Sariputta | Suttapitaka | Sakit (1) Sariputta

Sakit (1)

Gilāna 1 (SN 35.74)

Di Sāvatthī. Seorang bhikkhu mendatangi Sang Bhagavā, memberi hormat kepada Beliau, duduk di satu sisi, dan berkata kepada Beliau: “Yang Mulia, di suatu tempat tinggal, terdapat seorang bhikkhu yang baru ditahbiskan, tidak terkenal, yang sedang sakit, menderita, sangat sakit. Baik sekali, Yang Mulia, jika Sang Bhagavā sudi mengunjungi bhikkhu itu demi belas kasihan.”
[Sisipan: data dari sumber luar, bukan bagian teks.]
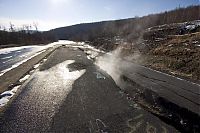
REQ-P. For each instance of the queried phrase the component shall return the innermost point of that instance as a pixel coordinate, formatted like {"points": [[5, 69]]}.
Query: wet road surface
{"points": [[70, 94]]}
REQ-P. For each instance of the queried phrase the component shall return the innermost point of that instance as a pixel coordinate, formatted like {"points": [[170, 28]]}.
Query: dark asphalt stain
{"points": [[50, 103]]}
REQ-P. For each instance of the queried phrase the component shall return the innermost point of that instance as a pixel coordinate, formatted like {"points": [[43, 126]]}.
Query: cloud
{"points": [[42, 24]]}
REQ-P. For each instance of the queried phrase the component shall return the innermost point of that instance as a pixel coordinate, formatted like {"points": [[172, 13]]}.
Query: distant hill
{"points": [[129, 29]]}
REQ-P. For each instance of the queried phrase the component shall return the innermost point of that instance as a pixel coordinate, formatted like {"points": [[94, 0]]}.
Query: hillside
{"points": [[129, 29]]}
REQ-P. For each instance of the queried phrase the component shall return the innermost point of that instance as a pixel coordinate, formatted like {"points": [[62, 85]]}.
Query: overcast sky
{"points": [[56, 13]]}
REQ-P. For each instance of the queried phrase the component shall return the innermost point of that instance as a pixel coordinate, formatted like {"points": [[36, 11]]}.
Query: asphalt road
{"points": [[70, 94]]}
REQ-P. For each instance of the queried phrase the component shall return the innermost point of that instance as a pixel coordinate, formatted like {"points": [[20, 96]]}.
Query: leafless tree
{"points": [[35, 25], [11, 27]]}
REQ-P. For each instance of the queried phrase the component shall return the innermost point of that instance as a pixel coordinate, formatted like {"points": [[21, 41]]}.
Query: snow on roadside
{"points": [[7, 95], [19, 63], [24, 78]]}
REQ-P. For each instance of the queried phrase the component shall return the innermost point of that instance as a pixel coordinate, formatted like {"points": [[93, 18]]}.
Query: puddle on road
{"points": [[76, 66], [24, 78], [99, 75]]}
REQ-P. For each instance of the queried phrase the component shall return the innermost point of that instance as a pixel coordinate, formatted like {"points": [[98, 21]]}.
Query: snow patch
{"points": [[36, 66], [24, 78], [6, 96], [19, 63], [8, 57]]}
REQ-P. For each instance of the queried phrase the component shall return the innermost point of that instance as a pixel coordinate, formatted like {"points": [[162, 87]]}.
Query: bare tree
{"points": [[35, 24], [11, 27]]}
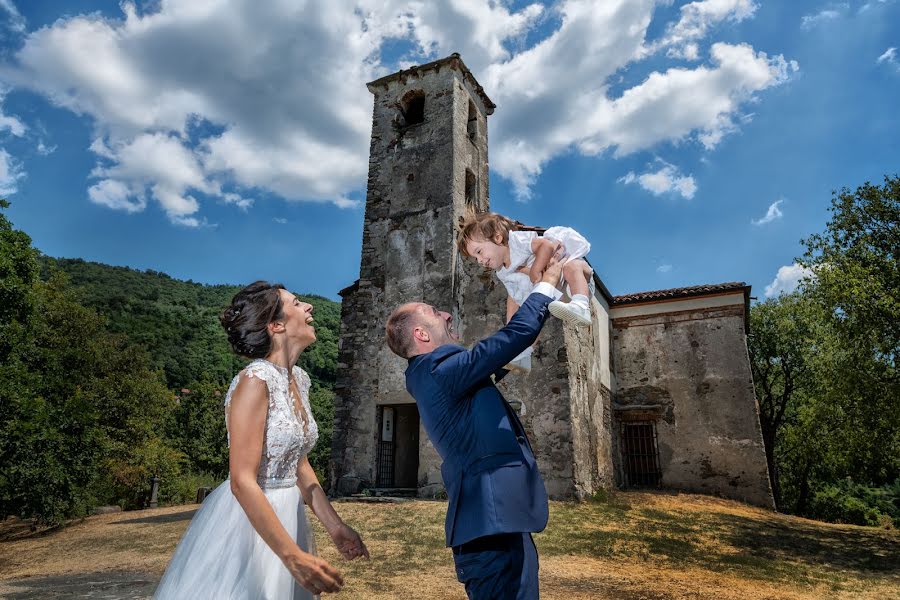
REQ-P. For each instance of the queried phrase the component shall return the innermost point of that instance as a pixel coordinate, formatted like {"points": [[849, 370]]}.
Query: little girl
{"points": [[520, 257]]}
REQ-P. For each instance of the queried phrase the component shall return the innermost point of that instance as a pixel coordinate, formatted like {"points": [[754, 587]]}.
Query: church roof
{"points": [[454, 61], [678, 293]]}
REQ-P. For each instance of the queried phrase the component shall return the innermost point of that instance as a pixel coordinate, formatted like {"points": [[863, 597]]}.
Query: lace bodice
{"points": [[286, 440]]}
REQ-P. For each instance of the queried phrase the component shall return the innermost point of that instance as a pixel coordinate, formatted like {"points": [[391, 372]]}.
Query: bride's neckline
{"points": [[302, 420], [277, 366]]}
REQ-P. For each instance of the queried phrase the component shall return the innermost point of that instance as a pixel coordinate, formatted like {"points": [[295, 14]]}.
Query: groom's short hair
{"points": [[399, 330]]}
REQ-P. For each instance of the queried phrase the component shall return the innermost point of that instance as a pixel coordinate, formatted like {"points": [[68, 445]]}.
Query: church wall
{"points": [[687, 363], [588, 361]]}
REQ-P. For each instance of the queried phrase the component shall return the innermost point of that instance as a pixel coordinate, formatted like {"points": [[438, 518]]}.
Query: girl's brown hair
{"points": [[483, 226]]}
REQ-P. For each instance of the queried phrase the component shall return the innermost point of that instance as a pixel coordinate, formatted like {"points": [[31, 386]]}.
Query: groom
{"points": [[497, 497]]}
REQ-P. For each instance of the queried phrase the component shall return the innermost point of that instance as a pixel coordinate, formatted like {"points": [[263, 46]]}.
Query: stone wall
{"points": [[687, 363], [416, 191]]}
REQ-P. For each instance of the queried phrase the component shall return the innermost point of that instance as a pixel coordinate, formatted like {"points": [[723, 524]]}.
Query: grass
{"points": [[627, 545]]}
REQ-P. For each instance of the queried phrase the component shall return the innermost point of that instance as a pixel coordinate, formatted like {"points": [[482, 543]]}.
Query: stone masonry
{"points": [[428, 167]]}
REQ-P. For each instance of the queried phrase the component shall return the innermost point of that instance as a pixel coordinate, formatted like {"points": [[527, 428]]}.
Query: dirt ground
{"points": [[636, 546]]}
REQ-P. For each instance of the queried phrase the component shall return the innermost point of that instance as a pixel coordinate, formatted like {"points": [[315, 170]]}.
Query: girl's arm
{"points": [[247, 424], [543, 249], [348, 542]]}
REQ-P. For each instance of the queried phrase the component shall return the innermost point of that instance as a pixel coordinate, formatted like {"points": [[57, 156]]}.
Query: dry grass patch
{"points": [[633, 546]]}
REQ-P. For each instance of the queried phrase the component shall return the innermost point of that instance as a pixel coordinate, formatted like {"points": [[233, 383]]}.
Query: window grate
{"points": [[640, 454], [385, 464]]}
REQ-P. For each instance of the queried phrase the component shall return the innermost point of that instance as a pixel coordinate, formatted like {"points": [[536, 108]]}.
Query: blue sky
{"points": [[222, 142]]}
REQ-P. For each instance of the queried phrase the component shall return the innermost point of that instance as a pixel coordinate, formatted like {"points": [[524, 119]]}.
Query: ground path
{"points": [[634, 546]]}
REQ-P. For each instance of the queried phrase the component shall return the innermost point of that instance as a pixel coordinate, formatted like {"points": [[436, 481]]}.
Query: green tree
{"points": [[857, 271], [781, 342]]}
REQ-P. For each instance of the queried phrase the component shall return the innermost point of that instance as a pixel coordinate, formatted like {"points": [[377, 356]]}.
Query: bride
{"points": [[251, 538]]}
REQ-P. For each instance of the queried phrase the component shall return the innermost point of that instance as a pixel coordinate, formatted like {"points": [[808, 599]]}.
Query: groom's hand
{"points": [[348, 542], [313, 573]]}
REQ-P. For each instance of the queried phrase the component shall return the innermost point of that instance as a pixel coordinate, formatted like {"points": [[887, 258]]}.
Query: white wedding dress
{"points": [[221, 557]]}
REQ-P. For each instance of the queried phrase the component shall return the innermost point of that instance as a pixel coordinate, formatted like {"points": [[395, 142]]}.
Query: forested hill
{"points": [[177, 321]]}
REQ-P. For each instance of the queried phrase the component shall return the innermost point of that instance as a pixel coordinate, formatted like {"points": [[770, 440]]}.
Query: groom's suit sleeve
{"points": [[462, 370]]}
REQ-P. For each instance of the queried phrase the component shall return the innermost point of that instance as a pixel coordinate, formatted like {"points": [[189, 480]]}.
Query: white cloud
{"points": [[45, 150], [218, 107], [788, 279], [8, 122], [773, 214], [830, 13], [697, 18], [536, 122], [870, 5], [10, 174], [14, 20], [889, 57], [664, 180]]}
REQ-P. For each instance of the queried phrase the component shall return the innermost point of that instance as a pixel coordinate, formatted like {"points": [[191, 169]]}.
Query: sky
{"points": [[227, 141]]}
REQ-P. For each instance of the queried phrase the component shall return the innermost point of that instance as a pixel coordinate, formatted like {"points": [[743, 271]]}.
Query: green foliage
{"points": [[856, 504], [321, 401], [177, 322], [196, 427], [824, 365], [81, 414], [857, 269]]}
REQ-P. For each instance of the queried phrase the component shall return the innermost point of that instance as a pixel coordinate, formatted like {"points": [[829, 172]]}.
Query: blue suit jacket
{"points": [[489, 470]]}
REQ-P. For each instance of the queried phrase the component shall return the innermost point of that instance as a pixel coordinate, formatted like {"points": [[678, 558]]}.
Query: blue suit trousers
{"points": [[498, 567]]}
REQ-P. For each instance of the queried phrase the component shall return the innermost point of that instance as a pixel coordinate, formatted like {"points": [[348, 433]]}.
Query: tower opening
{"points": [[472, 124], [412, 108], [471, 190]]}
Kemudian, ketika Sang Bhagavā mendengar kata-kata “baru ditahbiskan” dan “sakit” dan memahami bahwa ia bukanlah seorang bhikkhu yang terkenal, Beliau mengunjunginya. Dari jauh bhikkhu itu melihat Sang Bhagavā datang dan bangun dari tempat tidurnya. Sang Bhagavā berkata kepadanya: “Cukup, bhikkhu, jangan bangun dari tempat tidur. Ada tempat duduk di sini, Aku akan duduk di sini.”

Sang Bhagavā duduk di tempat yang telah tersedia dan berkata kepada bhikkhu itu: “Aku harap engkau bertahan, bhikkhu, Aku harap engkau menjadi lebih baik. Aku harap perasaan sakitmu mereda dan bukan meningkat, dan bahwa meredanya, bukan meningkatnya, terlihat.”

“Yang Mulia, aku tidak dapat bertahan, aku tidak menjadi lebih baik. Perasaan sakit yang kuat meningkat, bukan mereda, dan meningkatnya, bukan meredanya, terlihat.”

“Aku harap, bhikkhu, engkau tidak terganggu oleh penyesalan.”

“Sebenarnya, Yang Mulia, aku memiliki banyak penyesalan.”

“Aku harap, bhikkhu, engkau tidak memiliki alasan untuk mencela dirimu sehubungan dengan moralitas.”

“Aku tidak memiliki alasan apa pun, Yang Mulia, untuk mencela diriku sehubungan dengan moralitas.”

“Kalau begitu, bhikkhu, jika engkau tidak memiliki alasan apa pun untuk mencela dirimu sehubungan dengan moralitas, mengapa engkau terganggu oleh penyesalan?”

“Aku memahami, Yang Mulia, bahwa bukanlah demi pemurnian moralitas maka Dhamma diajarkan oleh Sang Bhagavā.”

“Jika, bhikkhu, engkau memahami bahwa Dhamma tidak Kuajarkan demi pemurnian moralitas, maka untuk tujuan apakah engkau memahami Dhamma yang telah Kuajarkan?”

“Yang Mulia, aku memahami bahwa Dhamma telah diajarkan oleh Sang Bhagavā adalah demi peluruhan nafsu.”

“Bagus, bagus, bhikkhu! Bagus sekali engkau memahami Dhamma yang telah Kuajarkan adalah demi peluruhan nafsu. Karena Dhamma yang telah Kuajarkan adalah demi peluruhan nafsu.

“Bagaimana menurutmu, bhikkhu, apakah mata adalah kekal atau tidak kekal?”—“Tidak kekal, Yang Mulia.” … “Apakah telinga … pikiran adalah kekal atau tidak kekal?”—“Tidak kekal, Yang Mulia.”—“Apakah yang tidak kekal, adalah penderitaan atau kebahagiaan?”—“Penderitaan, Yang Mulia.”—“Apakah yang tidak kekal, penderitaan dan tunduk pada perubahan, layak dianggap sebagai: ‘Ini milikku, ini aku, ini diriku’?”—“Tidak, Yang Mulia.”

“Melihat demikian … Ia memahami: ‘ … tidak ada lagi penjelmaan dalam kondisi makhluk apa pun.’”

Ini adalah apa yang dikatakan oleh Sang Bhagavā. Bhikkhu itu gembira mendengar kata-kata Sang Bhagavā. Dan ketika khotbah ini sedang dibabarkan, muncullah dalam diri bhikkhu itu penglihatan Dhamma yang bebas dari debu, tanpa noda: “Apa pun yang tunduk pada kemunculan, semuanya tunduk pada kelenyapan.”